British loyalist in colonial America (1732–1796)

Consider Tiffany (March 15, 1732 – June 19, 1796) was a British loyalist and storekeeper in Colonial America. He also served as a sergeant during the French and Indian War. He is described in the book The Tiffanys of America by Nelson Otis Tiffany: "in addition to making his living as a storekeeper and a farmer, was a brave soldier, good churchman, a writer of prose and poetry, and astronomer."

Tiffany was one of the first settlers of West Hartland, Connecticut. One of his manuscripts was donated to the Library of Congress by his patrilineal descendant, G. Bradford Tiffany. It is viewed by historians as an important primary source document for understanding the American Revolution and Nathan Hale. Tiffany wrote a broadside in a thirty four-stanza verse, called "Of the Melancholy Death of Six Young Persons Who Were Killed by Lightning in the Month of June, 1767", noting the deaths of Martin Wilcox, James Rice, Sarah Larkim, Joseph Young, Curtis Chuet, and William Burt. Another edition, with slight textual variations and eight additional stanzas also exists.

==The Tiffany Elm==
Tiffany planted an elm tree in 1775, which became known as the "Tiffany Elm." It was the second largest tree in the state (circumference 21 feet, branch spread 100 feet), though some sources say it was the fourth largest tree in Connecticut at the time. In full bloom, the Tiffany Elm was known for its beauty and symmetry and its image became the seal for the Town of Hartland.

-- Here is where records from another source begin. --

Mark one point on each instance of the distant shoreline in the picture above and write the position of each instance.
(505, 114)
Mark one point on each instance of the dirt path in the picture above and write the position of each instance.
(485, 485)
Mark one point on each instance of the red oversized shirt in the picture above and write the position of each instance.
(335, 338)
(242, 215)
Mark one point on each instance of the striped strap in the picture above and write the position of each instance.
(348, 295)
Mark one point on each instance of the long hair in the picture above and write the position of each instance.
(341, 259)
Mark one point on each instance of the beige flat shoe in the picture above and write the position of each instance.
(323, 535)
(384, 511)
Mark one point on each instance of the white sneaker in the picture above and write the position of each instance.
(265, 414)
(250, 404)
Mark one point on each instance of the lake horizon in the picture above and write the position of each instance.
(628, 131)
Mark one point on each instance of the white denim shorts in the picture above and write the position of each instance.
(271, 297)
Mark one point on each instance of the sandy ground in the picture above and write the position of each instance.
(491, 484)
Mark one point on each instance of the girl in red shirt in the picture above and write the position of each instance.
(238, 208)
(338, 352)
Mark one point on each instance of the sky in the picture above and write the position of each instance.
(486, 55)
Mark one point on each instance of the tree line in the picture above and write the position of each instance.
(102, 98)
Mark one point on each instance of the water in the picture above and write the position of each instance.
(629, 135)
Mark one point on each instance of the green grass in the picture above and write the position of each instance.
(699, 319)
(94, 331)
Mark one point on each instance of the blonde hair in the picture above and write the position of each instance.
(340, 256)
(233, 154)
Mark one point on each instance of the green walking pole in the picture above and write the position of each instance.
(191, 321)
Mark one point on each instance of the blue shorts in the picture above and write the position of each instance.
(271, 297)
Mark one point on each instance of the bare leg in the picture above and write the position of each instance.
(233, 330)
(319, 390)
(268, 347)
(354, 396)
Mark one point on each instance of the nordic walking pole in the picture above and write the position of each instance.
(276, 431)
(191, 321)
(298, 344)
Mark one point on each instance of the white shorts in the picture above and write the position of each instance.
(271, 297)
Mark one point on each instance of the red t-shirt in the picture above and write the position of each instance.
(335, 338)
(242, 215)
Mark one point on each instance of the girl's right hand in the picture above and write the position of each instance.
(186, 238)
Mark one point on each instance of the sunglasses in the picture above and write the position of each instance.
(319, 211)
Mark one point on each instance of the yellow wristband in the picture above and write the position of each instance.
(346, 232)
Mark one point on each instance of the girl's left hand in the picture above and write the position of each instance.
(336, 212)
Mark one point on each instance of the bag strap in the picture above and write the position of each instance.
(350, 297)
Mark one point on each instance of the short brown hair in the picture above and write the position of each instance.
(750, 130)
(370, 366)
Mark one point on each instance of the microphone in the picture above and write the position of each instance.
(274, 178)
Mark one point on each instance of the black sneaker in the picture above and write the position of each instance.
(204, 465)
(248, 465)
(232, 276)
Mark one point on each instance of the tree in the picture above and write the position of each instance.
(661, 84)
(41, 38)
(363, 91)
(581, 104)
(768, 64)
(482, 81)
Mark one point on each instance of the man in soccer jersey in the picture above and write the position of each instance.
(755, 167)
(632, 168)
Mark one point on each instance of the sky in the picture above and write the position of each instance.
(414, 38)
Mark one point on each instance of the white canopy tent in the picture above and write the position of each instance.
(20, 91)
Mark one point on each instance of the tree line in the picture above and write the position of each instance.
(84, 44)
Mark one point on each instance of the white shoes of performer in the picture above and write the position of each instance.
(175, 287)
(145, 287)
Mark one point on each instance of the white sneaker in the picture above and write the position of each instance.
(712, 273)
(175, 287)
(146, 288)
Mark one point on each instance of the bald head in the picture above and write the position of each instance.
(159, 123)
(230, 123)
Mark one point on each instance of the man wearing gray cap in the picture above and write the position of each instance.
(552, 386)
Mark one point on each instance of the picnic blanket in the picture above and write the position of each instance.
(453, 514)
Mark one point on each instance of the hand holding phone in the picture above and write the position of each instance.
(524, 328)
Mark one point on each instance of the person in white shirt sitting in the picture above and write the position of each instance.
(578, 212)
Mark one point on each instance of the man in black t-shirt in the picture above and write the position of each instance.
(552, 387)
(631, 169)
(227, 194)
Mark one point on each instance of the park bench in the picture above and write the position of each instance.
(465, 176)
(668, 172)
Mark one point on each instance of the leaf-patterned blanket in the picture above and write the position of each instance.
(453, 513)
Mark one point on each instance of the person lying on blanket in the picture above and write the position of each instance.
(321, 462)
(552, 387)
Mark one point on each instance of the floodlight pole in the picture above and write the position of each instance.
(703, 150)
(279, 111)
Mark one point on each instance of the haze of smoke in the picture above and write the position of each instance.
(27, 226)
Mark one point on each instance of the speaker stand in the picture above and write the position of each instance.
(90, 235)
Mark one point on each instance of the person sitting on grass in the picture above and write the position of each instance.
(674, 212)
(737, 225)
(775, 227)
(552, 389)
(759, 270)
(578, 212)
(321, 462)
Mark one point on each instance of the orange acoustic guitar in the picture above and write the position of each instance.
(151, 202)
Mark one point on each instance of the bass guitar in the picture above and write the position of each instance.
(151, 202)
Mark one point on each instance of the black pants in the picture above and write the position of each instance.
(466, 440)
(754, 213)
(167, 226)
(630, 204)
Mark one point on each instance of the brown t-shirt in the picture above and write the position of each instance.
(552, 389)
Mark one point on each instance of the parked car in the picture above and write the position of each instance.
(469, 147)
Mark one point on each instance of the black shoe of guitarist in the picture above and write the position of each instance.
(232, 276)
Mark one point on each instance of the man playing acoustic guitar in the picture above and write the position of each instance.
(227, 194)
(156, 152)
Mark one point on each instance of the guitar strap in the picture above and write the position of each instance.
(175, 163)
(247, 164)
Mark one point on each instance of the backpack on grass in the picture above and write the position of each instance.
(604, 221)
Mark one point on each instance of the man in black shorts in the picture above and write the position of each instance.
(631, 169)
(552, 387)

==Tiffany family history==
In 1901, Charles Lewis Tiffany, founder of Tiffany and Co., commissioned a family genealogy documenting the Tiffany family history back to Squire Humphrey Tiffany. Much is written of the "Consider Tiffany Line." Consider Tiffany was the son of Consider Tiffany Sr. and Naomi Niles, who married in November 1731. His great-grandfather, Squire Humphrey Tiffany, is the forefather of the Tiffany family in the United States, arriving in America from Yorkshire, England in 1660. Squire Tiffany was killed by a lightning strike on July 15, 1685, while en route to Boston. Scholars have surmised that this death had an important impact on Consider Tiffany's writing, particularly his broadsides.

Tiffany's wife Sarah Wilder was a descendant of Deacon Edmund Rice, founder of Sudbury, Massachusetts, and Thomasine Frost.